In Calcutta there are about 200 charitable organisations helping the poor. Mother Teresa’s Missionaries of Charity are not amongst the biggest helpers: that contradicts the image of the organisation. The name “Mother Teresa” was and is tied to the city of Calcutta. All over the world admirers and supporters of the Nobel Prize winner believe that it must be there that her organisation is particularly active in the fight against poverty. “All lies,” says Aroup Chatterjee ( truthweb@writeme.com . The doctor who lives in London was born and brought up in Calcutta. Chatterjee who has been working for years on a book on the myth of Mother Teresa, speaks to the poor in the slums of Calcutta, or combs through the speeches of the Nobel Prize winner. “No matter where I search, I only find lies. For example the lies about schools. Mother T has often stated that she runs a school in Calcutta for more than 5000 children. 5000 children! — that would have to be a huge school, one of the biggest in all of India. But where is this school? I have never found it, nor do I know anybody who has seen it!” says Chatterjee.
Compared to other charitable organisations in Calcutta, the nuns with the 3 blue stripes are ahead in two respects: they are world famous, and, they have the most money. But how much exactly, has always been a closely guarded secret of the organisation. Indian law requires charitable organisations to publish their accounts. Mother Teresa’s organisation ignores this prescription! It is not known if the Finance Ministry in Delhi who would be responsible for charities’ accounts, have the actual figures. Upon STERN’s inquiry, the Ministry informed us that this particular query was listed as “classified information”.
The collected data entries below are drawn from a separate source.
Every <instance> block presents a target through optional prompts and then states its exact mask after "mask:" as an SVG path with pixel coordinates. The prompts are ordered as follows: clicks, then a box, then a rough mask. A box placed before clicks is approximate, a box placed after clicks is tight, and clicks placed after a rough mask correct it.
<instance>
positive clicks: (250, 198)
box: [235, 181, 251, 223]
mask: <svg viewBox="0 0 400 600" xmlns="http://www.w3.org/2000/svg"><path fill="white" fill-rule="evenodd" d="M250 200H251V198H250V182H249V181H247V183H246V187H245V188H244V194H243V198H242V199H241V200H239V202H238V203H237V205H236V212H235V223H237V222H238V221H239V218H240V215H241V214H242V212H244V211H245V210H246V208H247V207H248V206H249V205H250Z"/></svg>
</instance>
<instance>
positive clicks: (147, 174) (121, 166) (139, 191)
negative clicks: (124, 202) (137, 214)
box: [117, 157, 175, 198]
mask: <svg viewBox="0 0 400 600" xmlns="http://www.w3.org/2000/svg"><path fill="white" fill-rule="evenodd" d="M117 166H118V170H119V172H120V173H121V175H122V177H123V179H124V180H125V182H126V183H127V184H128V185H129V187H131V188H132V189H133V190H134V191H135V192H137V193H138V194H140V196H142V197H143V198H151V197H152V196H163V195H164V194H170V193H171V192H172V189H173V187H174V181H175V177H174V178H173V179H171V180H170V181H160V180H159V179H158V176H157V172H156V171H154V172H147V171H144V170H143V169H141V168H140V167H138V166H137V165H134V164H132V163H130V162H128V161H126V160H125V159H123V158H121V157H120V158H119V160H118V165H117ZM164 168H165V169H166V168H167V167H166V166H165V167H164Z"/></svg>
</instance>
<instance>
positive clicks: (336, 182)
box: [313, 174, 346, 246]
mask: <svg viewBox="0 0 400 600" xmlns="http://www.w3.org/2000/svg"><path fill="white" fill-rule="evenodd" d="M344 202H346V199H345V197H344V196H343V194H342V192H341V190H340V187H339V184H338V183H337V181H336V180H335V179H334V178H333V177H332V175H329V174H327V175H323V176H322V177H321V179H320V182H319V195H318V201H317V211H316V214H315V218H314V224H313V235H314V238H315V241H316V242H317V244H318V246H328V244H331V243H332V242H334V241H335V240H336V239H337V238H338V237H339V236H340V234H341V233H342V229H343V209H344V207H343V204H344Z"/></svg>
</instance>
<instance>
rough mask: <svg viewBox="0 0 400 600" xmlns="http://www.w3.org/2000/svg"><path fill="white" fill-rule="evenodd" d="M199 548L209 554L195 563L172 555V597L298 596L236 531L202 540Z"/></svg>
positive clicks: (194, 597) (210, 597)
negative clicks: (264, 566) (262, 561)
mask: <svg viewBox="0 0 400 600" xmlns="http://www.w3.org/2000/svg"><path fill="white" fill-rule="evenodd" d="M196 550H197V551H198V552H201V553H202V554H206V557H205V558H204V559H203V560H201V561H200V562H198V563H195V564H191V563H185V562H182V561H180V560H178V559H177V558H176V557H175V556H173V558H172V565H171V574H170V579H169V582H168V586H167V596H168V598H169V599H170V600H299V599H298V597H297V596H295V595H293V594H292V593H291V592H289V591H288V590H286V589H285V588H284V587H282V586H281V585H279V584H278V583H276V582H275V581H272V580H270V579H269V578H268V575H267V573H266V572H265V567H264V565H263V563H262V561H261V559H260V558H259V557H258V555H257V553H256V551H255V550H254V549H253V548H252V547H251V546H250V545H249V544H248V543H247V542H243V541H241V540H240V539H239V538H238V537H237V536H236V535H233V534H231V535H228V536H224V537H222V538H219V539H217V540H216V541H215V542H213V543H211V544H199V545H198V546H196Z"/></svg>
The organisation has 6 branches in Germany. Here too financial matters are a strict secret. “It’s nobody’s business how much money we have, I mean to say how little we have,” says Sr Pauline, head of the German operations. Maria Tingelhoff had had handled the organisation’s book-keeping on a voluntary basis until 1981. “We did see 3 million a year,” she remembers. But Mother Teresa never quite trusted the worldly helpers completely. So the sisters took over the financial management themselves in 1981. “Of course I don’t know how much money went in, in the years after that, but it must be many multiples of 3 million,” estimates Mrs Tingelhoff. “Mother was always very pleased with the Germans.”
Perhaps the most lucrative branch of the organisation is the “Holy Ghost” House in New York’s Bronx. Susan Shields served the order there for a total of nine and a half years as Sister Virgin. “We spent a large part of each day writing thank you letters and processing cheques,” she says. “Every night around 25 sisters had to spend many hours preparing receipts for donations. It was a conveyor belt process: some sisters typed, others made lists of the amounts, stuffed letters into envelopes, or sorted the cheques. Values were between $5 and $100.000. Donors often dropped their envelopes filled with money at the door. Before Christmas the flow of donations was often totally out of control. The postman brought sackfuls of letters — cheques for $50000 were no rarity.” Sister Virgin remembers that one year there was about $50 million in a New York bank account. $50 million in one year! — in a predominantly non-Catholic country. How much then, were they collecting in Europe or the world? It is estimated that worldwide they collected at least $100 million per year — and that has been going on for many many years.